Kalian – yang masih muda usia, tentu saja, pasti tak akan mempercayainya, bagaimana rasanya manakala usia seseorang semakin bertambah tua, bahkan ditambah lagi dengan satu kata: renta, dalam hatinya acapkali diselimuti sunyi dan sepi yang sulit dipahami. Bukan, bukan karena pasangan hidupnya, istri atawa suami sudah terlebih dahulu mati misalnya, atawa juga karena anak-anak yang sudah dewasa semuanya, dan sudah berumah tangga pergi meninggalkannya karena masing-masing sudah punya rumah sendiri, dan memiliki pekerjaan di tempat yang jauh darinya. Bukan. Bukan itu masalahnya. Karena kalau dua masalah tersebut, jauh-jauh hari dirinya sudah menyadarinya dengan ‘hukum alam’ itu.
Bahwa kematian adalah suatu suratan yang akan dialami oleh seluruh makhluk hidup di bumi ini. Begitu juga dengan anak-anak yang dilahirkan dari hasil hubungan cinta-kasih sepasang suami-isteri, merupakan suatu yang sudah menjadi keniscayaan bagi setiap orang tua yang hanya memiliki kewajiban untuk membesarkannya – dengan cinta, dan kasih-sayang tentunya. Lalu manakala mereka beranjak dewasa, dan masing-masing mendapatkan pasangan hidupnya, mereka pun akan berumah tangga sendiri. Kemudian mereka pun akan mempersembahkan keturunan, cucu-cucu yang lucu dan manis baginya. Adalah merupakan suatu kebahagiaan tersediri manakala dirinya berkumpul bersama seluruh anak-cucu, dan didampingi oleh pasangannya yang sejak lama mendampingi hidupnya dengan begitu setia.
Tapi kebahagiaan itu pun datangnya hanya sementara saja. Kesunyian kembali menyergapnya seketika. Entah mengapa. Padahal dirinya sedang berada di tengah-tengah keluarga besarnya. Pikirannya juga memang, entah bagaimana di tengah kebahagiaan saat berkumpul dengan keluarga besarnya, terkadang terbang, dan melayang-layang jauh hingga menembus batas nalar. Lalu bila sudah demikian, dirinya merasa berada dalam suasana yang sepi-sunyi, sesunyi-sunyinya. Tubuhnya menggigil bak orang berada di kutub selatan dengan hanya berbalut selembar kain tipis saja layaknya.
Untung saja dirinya sedang berada di tengah keluarga besarnya. Maka melihat kondisi seperti itu, di antara keluarganya ada yang melihat terjadinya perubahan pada dirinya itu. mereka pun buru-buru ‘mengopeninya’. Tak lama kemudian iapun kembali ke alam nyata. Tersadar kembali kalau saat itu dirinya sedang berkumpul dengan seluruh keluarga besarnya.

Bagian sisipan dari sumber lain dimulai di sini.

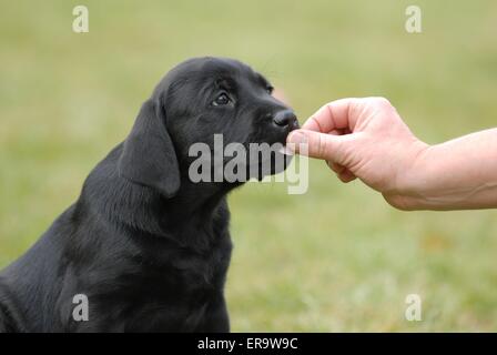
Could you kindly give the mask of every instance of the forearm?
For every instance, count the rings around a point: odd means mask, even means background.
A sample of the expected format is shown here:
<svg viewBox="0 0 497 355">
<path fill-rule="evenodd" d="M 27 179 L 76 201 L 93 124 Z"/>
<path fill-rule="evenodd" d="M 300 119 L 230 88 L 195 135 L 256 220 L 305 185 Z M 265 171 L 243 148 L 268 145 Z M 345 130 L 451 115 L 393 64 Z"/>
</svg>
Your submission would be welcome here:
<svg viewBox="0 0 497 355">
<path fill-rule="evenodd" d="M 429 146 L 406 186 L 405 210 L 497 207 L 497 129 Z"/>
</svg>

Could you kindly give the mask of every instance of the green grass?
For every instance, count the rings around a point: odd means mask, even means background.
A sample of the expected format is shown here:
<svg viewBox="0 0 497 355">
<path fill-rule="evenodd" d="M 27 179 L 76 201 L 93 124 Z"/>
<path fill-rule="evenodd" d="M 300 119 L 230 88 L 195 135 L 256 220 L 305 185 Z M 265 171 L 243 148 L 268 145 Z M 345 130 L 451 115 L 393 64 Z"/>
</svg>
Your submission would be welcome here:
<svg viewBox="0 0 497 355">
<path fill-rule="evenodd" d="M 193 55 L 241 59 L 304 121 L 326 101 L 385 95 L 429 143 L 496 125 L 497 3 L 14 1 L 0 11 L 0 265 L 28 248 L 121 141 L 160 77 Z M 496 331 L 497 214 L 403 213 L 312 162 L 310 190 L 230 196 L 233 331 Z M 409 293 L 423 321 L 404 318 Z"/>
</svg>

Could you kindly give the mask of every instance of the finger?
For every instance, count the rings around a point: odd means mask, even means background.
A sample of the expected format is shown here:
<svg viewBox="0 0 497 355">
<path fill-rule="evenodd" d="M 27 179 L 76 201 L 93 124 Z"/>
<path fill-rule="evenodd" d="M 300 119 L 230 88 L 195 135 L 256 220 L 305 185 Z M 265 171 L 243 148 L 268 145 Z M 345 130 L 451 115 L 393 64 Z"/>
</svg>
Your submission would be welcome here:
<svg viewBox="0 0 497 355">
<path fill-rule="evenodd" d="M 326 164 L 327 164 L 327 165 L 329 166 L 329 169 L 333 170 L 337 175 L 341 174 L 341 173 L 343 173 L 344 170 L 345 170 L 345 166 L 344 166 L 344 165 L 341 165 L 341 164 L 337 164 L 337 163 L 334 163 L 334 162 L 326 161 Z"/>
<path fill-rule="evenodd" d="M 333 135 L 307 130 L 295 130 L 290 133 L 286 141 L 288 143 L 287 146 L 300 154 L 339 164 L 346 160 L 346 154 L 351 151 L 346 149 L 346 145 L 354 140 L 355 134 Z"/>
<path fill-rule="evenodd" d="M 354 173 L 352 173 L 349 170 L 345 170 L 343 173 L 338 174 L 338 179 L 344 183 L 349 183 L 357 179 Z"/>
<path fill-rule="evenodd" d="M 328 133 L 333 130 L 354 129 L 356 118 L 351 116 L 351 108 L 361 99 L 348 98 L 332 101 L 317 110 L 303 125 L 302 129 Z"/>
</svg>

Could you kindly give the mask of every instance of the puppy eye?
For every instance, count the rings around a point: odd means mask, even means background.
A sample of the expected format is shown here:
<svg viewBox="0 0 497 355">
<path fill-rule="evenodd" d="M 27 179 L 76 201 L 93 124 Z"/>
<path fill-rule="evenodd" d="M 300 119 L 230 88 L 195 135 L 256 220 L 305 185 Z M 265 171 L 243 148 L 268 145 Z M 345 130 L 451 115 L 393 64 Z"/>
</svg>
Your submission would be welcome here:
<svg viewBox="0 0 497 355">
<path fill-rule="evenodd" d="M 225 93 L 220 94 L 215 100 L 212 102 L 213 106 L 222 106 L 225 104 L 229 104 L 231 102 L 230 97 Z"/>
</svg>

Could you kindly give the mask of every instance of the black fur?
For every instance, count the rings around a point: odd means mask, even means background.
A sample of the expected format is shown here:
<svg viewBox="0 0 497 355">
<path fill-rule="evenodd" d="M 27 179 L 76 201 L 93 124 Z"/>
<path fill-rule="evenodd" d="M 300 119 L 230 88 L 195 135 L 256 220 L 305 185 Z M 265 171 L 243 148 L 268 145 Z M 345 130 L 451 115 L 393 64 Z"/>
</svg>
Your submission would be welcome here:
<svg viewBox="0 0 497 355">
<path fill-rule="evenodd" d="M 192 183 L 187 151 L 214 133 L 225 144 L 284 142 L 296 121 L 275 125 L 288 109 L 267 90 L 230 59 L 168 73 L 79 200 L 0 273 L 0 332 L 227 332 L 225 196 L 241 183 Z M 222 91 L 230 104 L 213 105 Z M 73 320 L 77 294 L 88 322 Z"/>
</svg>

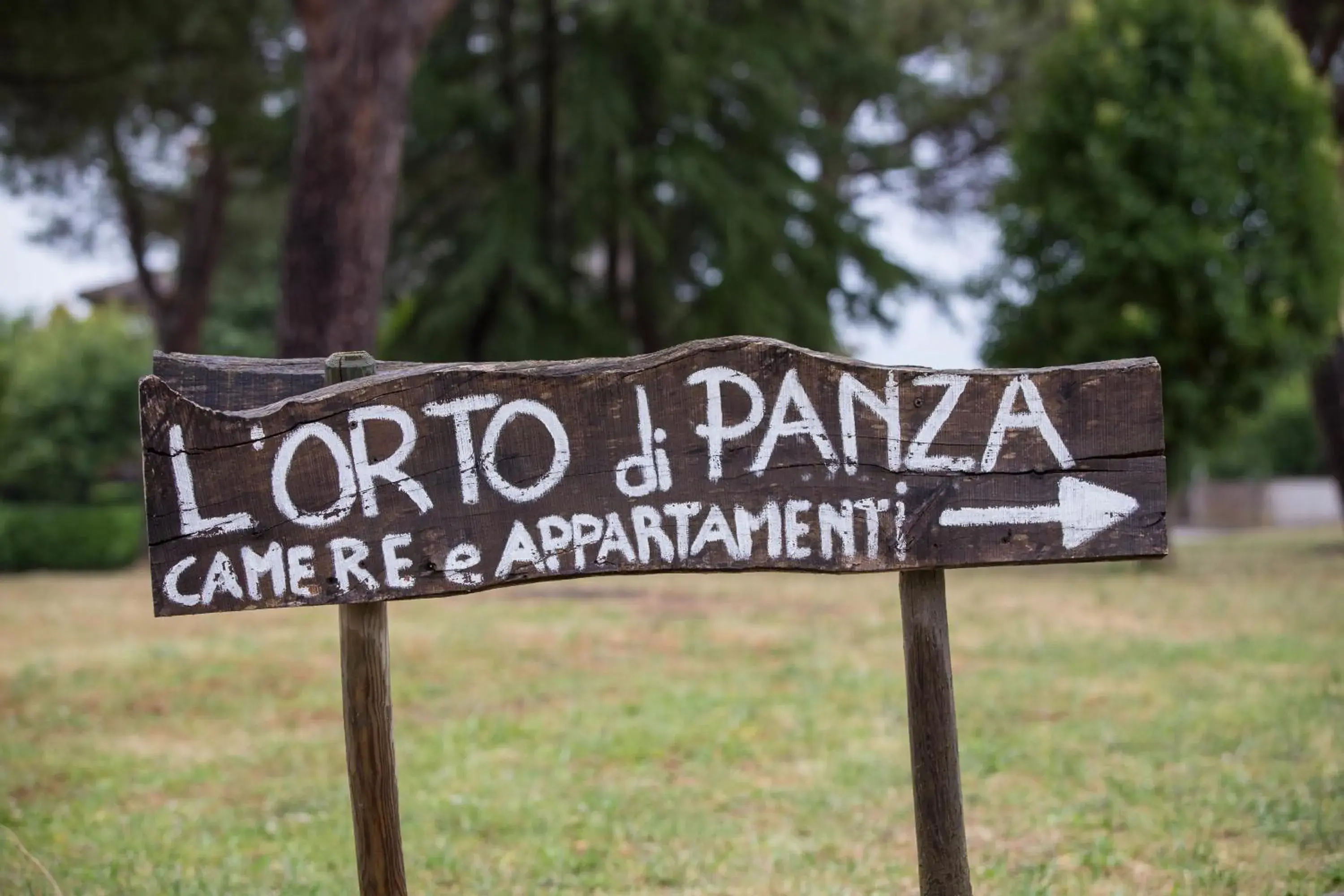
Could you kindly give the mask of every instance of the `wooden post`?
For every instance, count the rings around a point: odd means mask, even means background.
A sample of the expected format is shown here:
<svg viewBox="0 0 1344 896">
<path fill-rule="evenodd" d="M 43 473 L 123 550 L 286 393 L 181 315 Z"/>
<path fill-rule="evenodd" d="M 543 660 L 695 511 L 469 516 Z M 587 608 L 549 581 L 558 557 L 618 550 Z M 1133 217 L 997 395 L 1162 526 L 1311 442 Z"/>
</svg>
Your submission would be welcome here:
<svg viewBox="0 0 1344 896">
<path fill-rule="evenodd" d="M 921 896 L 970 896 L 942 570 L 900 574 Z"/>
<path fill-rule="evenodd" d="M 337 352 L 327 359 L 328 383 L 375 372 L 376 363 L 367 352 Z M 387 604 L 382 600 L 340 606 L 340 678 L 359 892 L 360 896 L 406 896 L 392 744 Z"/>
</svg>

Sementara bila dirinya kebetulan sedang berada seorang diri, terutama setelah pasangan hidupnya meninggal dunia, dan anak-anak disibukkan oleh kegiatan mereka masing-masing, kemudian pikirannya terbang melayang-layang jauh sampai menembus batas nalar, maka tak disangsikan lagi, tubuhnya pun akan menggigil kedinginan dalam waktu yang tak dapat ditentukan.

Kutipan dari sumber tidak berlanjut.